This directory contains demonstrations that showcase the capabilities of the graph characterization and partitioning system.
Examples answer: "How do I use this system?"
These demos show:
- Basic usage patterns
- End-to-end workflows
- Visualization techniques
- Model comparison methods
| Aspect | Examples (./examples/) |
Tests (./tests/) |
Validation (./validation/) |
|---|---|---|---|
| Purpose | Show how to use | Verify correctness | Check accuracy |
| Question | "How do I...?" | "Does it work?" | "Is it accurate?" |
| User | End users | Developers | Researchers |
| Speed | Interactive | Fast (<1s) | Slow (seconds) |
30-second introduction to graph partitioning and analysis.

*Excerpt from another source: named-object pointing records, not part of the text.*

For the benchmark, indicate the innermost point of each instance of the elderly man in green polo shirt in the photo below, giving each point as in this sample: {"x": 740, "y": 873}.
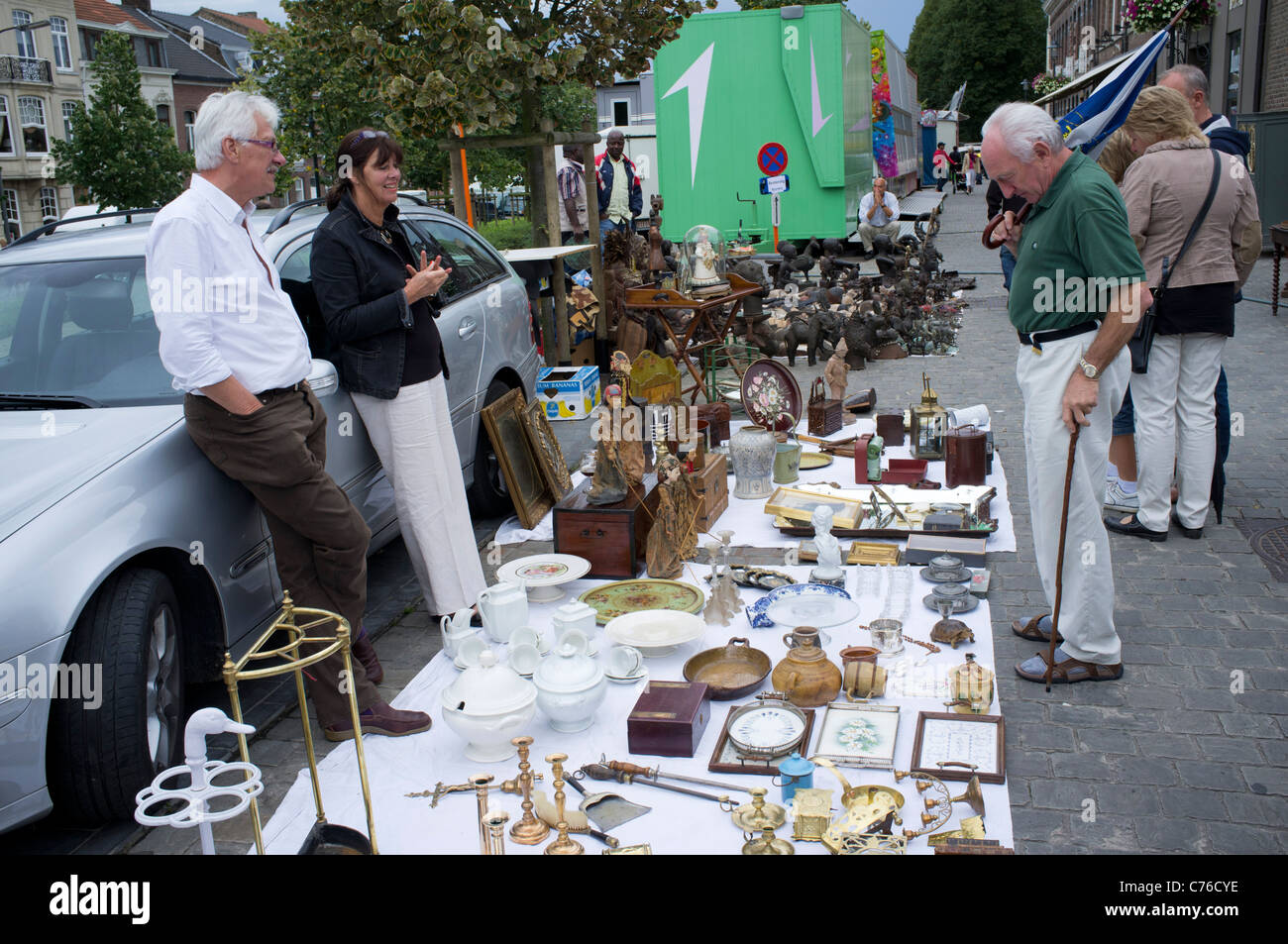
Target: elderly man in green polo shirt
{"x": 1076, "y": 297}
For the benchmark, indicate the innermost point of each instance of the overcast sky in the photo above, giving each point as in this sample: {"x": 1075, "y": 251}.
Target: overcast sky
{"x": 897, "y": 18}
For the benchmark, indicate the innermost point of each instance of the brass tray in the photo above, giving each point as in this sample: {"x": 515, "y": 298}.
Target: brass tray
{"x": 612, "y": 600}
{"x": 729, "y": 672}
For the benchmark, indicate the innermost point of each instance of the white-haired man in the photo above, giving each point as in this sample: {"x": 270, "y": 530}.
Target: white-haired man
{"x": 243, "y": 360}
{"x": 1074, "y": 300}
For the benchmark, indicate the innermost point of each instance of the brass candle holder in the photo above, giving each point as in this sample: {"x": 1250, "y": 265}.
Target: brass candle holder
{"x": 563, "y": 845}
{"x": 494, "y": 822}
{"x": 528, "y": 831}
{"x": 480, "y": 782}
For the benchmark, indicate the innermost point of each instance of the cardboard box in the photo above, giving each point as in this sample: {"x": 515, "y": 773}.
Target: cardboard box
{"x": 568, "y": 393}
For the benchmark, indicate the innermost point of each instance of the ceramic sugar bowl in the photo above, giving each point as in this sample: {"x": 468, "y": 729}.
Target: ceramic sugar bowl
{"x": 488, "y": 704}
{"x": 571, "y": 686}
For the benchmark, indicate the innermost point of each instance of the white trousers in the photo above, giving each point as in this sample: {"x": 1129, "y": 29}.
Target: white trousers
{"x": 412, "y": 436}
{"x": 1175, "y": 402}
{"x": 867, "y": 231}
{"x": 1087, "y": 597}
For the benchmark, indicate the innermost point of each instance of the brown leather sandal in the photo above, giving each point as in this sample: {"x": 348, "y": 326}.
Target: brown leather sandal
{"x": 1072, "y": 672}
{"x": 1030, "y": 630}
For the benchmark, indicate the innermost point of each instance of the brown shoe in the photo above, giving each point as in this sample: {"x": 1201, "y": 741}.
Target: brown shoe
{"x": 380, "y": 719}
{"x": 365, "y": 652}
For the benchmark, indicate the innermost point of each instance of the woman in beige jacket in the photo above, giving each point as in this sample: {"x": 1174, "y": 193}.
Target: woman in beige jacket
{"x": 1164, "y": 191}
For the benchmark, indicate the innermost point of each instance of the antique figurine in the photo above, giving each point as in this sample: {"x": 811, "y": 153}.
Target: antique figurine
{"x": 609, "y": 484}
{"x": 828, "y": 570}
{"x": 673, "y": 539}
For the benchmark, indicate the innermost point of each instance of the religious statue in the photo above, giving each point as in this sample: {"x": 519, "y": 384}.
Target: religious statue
{"x": 609, "y": 484}
{"x": 828, "y": 570}
{"x": 673, "y": 537}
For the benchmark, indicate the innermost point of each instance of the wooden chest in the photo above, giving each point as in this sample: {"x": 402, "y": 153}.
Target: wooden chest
{"x": 669, "y": 719}
{"x": 712, "y": 488}
{"x": 612, "y": 537}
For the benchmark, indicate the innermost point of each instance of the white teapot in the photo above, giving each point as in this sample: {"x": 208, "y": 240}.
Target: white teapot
{"x": 503, "y": 608}
{"x": 571, "y": 685}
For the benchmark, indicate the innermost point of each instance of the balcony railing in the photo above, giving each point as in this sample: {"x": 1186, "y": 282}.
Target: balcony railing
{"x": 20, "y": 69}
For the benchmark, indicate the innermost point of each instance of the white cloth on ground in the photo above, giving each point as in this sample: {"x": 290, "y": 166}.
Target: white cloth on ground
{"x": 412, "y": 434}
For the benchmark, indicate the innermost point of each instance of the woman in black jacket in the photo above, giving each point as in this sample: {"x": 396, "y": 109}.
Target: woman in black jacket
{"x": 376, "y": 300}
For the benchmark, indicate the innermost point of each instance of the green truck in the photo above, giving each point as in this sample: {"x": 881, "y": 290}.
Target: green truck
{"x": 730, "y": 84}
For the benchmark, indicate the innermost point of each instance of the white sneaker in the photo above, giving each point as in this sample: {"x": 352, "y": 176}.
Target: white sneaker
{"x": 1119, "y": 500}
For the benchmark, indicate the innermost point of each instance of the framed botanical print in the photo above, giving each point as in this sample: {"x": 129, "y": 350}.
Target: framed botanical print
{"x": 545, "y": 445}
{"x": 519, "y": 463}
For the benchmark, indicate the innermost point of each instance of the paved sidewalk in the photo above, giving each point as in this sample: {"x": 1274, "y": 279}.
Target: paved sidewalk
{"x": 1188, "y": 751}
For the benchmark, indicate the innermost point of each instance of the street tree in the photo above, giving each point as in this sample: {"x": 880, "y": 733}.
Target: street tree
{"x": 990, "y": 44}
{"x": 120, "y": 154}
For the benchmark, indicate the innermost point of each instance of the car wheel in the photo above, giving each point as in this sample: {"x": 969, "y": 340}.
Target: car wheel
{"x": 102, "y": 758}
{"x": 488, "y": 493}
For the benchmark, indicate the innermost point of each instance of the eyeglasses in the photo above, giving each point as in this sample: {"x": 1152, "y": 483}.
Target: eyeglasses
{"x": 270, "y": 143}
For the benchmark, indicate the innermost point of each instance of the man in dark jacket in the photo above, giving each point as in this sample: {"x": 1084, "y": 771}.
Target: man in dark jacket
{"x": 1192, "y": 82}
{"x": 621, "y": 198}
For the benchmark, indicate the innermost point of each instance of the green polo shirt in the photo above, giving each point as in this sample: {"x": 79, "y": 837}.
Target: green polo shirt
{"x": 1074, "y": 249}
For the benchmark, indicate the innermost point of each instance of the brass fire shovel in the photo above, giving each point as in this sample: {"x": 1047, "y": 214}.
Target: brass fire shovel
{"x": 605, "y": 810}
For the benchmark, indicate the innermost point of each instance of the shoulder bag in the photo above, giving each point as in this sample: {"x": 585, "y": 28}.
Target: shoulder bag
{"x": 1142, "y": 340}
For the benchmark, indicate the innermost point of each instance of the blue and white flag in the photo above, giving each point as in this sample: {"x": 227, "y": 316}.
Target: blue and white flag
{"x": 1091, "y": 123}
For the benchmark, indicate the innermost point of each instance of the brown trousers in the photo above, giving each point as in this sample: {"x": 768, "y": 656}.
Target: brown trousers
{"x": 320, "y": 540}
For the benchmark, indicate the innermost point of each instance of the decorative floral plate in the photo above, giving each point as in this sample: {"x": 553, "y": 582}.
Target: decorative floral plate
{"x": 612, "y": 600}
{"x": 541, "y": 574}
{"x": 771, "y": 395}
{"x": 829, "y": 605}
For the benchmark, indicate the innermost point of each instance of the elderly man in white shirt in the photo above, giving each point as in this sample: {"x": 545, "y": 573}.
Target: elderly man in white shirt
{"x": 879, "y": 213}
{"x": 233, "y": 343}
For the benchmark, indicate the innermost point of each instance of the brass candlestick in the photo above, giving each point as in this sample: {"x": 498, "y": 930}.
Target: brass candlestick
{"x": 494, "y": 822}
{"x": 563, "y": 845}
{"x": 480, "y": 782}
{"x": 528, "y": 831}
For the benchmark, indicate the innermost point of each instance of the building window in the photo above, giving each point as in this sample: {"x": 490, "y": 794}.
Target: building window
{"x": 26, "y": 42}
{"x": 31, "y": 117}
{"x": 48, "y": 205}
{"x": 12, "y": 220}
{"x": 62, "y": 47}
{"x": 5, "y": 133}
{"x": 1234, "y": 64}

python examples/quick_start_partitioner.pyWhat it shows:
- Load a model (ResNet-18)
- Trace with PyTorch FX
- Partition into subgraphs
- Analyze concurrency
- View top compute operations
Best for: First-time users
Compare unfused vs fused partitioning to see memory reduction benefits.
python examples/demo_fusion_comparison.py
# Test on different models
python examples/demo_fusion_comparison.py --model mobilenet_v2What it shows:
- Fusion pattern detection (Conv+BN+ReLU)

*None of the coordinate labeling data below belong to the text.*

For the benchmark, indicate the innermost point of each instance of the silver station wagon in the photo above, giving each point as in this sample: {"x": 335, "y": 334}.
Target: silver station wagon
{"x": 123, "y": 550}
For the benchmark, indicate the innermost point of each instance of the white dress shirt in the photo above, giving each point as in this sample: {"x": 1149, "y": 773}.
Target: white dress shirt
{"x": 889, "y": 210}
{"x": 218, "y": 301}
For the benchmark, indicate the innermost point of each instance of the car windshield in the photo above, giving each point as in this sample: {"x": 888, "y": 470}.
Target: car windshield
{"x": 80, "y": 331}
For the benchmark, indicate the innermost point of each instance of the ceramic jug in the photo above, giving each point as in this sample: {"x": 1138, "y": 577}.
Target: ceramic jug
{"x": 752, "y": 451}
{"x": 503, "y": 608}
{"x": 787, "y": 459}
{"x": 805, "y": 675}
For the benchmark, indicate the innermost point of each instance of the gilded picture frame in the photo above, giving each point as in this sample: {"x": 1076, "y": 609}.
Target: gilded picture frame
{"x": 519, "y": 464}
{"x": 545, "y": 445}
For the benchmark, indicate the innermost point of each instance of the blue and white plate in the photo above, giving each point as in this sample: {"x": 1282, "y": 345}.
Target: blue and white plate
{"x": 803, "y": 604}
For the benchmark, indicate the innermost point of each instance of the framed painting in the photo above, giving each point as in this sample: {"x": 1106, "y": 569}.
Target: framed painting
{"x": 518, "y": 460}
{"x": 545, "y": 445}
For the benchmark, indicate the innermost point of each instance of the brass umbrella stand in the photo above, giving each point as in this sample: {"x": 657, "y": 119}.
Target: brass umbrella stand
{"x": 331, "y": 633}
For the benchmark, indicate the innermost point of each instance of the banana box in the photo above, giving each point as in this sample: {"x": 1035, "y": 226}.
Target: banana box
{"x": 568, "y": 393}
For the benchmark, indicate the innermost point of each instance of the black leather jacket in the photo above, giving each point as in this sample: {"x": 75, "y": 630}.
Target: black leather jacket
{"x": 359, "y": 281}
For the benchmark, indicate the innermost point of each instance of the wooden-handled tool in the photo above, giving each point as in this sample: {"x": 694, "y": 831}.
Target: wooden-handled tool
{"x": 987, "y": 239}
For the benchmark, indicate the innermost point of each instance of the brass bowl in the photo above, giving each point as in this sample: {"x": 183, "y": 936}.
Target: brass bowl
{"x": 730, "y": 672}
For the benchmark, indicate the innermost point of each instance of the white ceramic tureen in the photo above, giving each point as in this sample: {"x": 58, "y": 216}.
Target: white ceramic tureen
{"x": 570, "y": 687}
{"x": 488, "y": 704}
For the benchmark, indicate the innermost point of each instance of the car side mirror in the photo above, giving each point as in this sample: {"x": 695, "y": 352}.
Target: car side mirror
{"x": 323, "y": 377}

- Memory traffic reduction (20-42%)
- Kernel launch reduction (1.9-2.1×)
- Per-subgraph fusion benefits
Best for: Understanding fusion impact
Demonstrate the Phase 2 hardware mapping system.
python examples/demo_new_performance_model.pyWhat it shows:
- Realistic hardware utilization modeling
- GPU SM allocation
- Memory bandwidth constraints
- Latency estimation across precisions
Best for: Hardware-aware optimization
Compare multiple models side-by-side.
python examples/compare_models.py --models resnet18 mobilenet_v2 efficientnet_b0What it shows:
- FLOPs comparison
- Memory footprint
- Arithmetic intensity
- Parallelism characteristics
- Concurrency metrics
Best for: Architecture selection
Generate visual diagrams of partition structure.
python examples/visualize_partitioning.py --model resnet18 --output graph.pdfWhat it shows:
- Subgraph dependency graph
- Critical path highlighting
- Bottleneck visualization
- Parallelism opportunities
Best for: Understanding model structure
Demonstrate the physics-based energy model and multi-fabric architecture across different hardware types.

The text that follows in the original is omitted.